Durante sua participação no programa Desperta ICL, do canal ICL Notícias, o jornalista Luís Costa Pinto afirmou que ainda é cedo para medir o impacto eleitoral da recente operação policial no Rio de Janeiro. No entanto, destacou que o episódio serviu para tentar recompor a imagem do governador Cláudio Castro e reposicionar a extrema direita fluminense, que estava “sem bandeira e sem agenda” desde a derrota de Jair Bolsonaro em 2022.

“Decretou-se a pena de morte no Brasil”

Luís Costa Pinto classificou a ação policial como uma violação grave dos princípios constitucionais e dos direitos humanos, afirmando que “decretou-se a pena de morte no Brasil”. Segundo o jornalista, nenhum dos mortos estava incluído nas autorizações judiciais da operação.

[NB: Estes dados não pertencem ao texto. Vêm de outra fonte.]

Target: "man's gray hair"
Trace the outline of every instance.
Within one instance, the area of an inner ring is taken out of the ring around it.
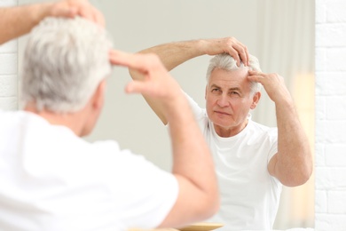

Ele ressaltou ainda o protagonismo político do secretário de Polícia Civil, Felipe Curi, que tenta se projetar como novo nome da extrema direita no Rio de Janeiro.

A manipulação das pesquisas e o discurso da violência

O jornalista também analisou as pesquisas divulgadas após a operação, como as do AtlasIntel e do Datafolha. Para ele, os levantamentos iniciais ajudaram a criar um “campo semântico da violência”, fortalecendo a narrativa de sucesso da ação policial. Costa Pinto alertou para a necessidade de estudos qualitativos mais profundos que ouçam a população diretamente, a fim de compreender a real percepção sobre os episódios recentes.

O próximo capítulo da “minissérie trágica”

Segundo Costa Pinto, o governo federal prepara uma resposta baseada em inteligência e cooperação entre Receita Federal, Banco Central, Polícia Federal e Ministério Público, com foco em desmantelar a estrutura financeira do crime organizado. Ele comparou os acontecimentos a uma “minissérie trágica”, em que a primeira temporada foi vencida pelo governo do Rio, mas a segunda promete reviravoltas — com o governador Cláudio Castro agora diante do ministro Alexandre de Moraes para prestar contas da operação.